Point five: Training. Who’s to say my TT program was “good enough” for me to be licensed? You got it – the accrediting Board, which we’ve already shown is comprised of potential competitors to the studio I went to. Which, if they don’t approve my chosen studio’s program, guess where I have to do my TT? Yup, at *their* studio. What if I trained in Chicago, but want to teach in Alabama? Will Alabama accept my training from a non-Alabama accredited school? Furthermore, almost every licensed profession you can name has required “continuing education”, at least in Illinois where I worked. 15, 20, 30 hours a year, to *keep* the license. Do you think this is necessary for every teacher? Think of your favorite yoga teacher, does s/he need more training? Or do you look upon him/her as the expert? And who approves the CE provider? If you take a 500 hour course in Costa Rica, will that be approved? What if your training was in India, the home of yoga, which State regulator is going to travel to India to review the course and teachers you had? And do you know who runs the CE? Yep, the big players and competitors. Most CE, in my opinion, is just another way for the big players to make money.
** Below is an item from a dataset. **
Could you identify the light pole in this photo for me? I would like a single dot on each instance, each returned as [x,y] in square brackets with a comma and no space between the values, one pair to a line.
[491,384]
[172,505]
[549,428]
Last, the facility will be licensed (as it seems Colorado is doing). Who’s to say what a “qualifying” yoga studio looks like? Will it need an HVAC system, his/her bathrooms and showers, a sound system? We all know that every single studio is the unique expression of the owners, and that’s partly what makes going to a new studio fun. Let the State in, and studios will all start looking the same. While that may be great for a dentist office, do you want that for a yoga studio?
Yoga and how to run a yoga studio is inherently *not* amenable to set standards. For every yoga teacher, there is a different style of yoga. Who’s to say that I’m qualified to teach, when the person who sat next to me in TT, who had the *exact* training as me, is not qualified to teach? Who’s to say a Tree pose can’t be followed by a forward fold? Because yes, telling you how to sequence, what to say, how to adjust, will be on the agenda.
My opinion, keep the MAN out of yoga.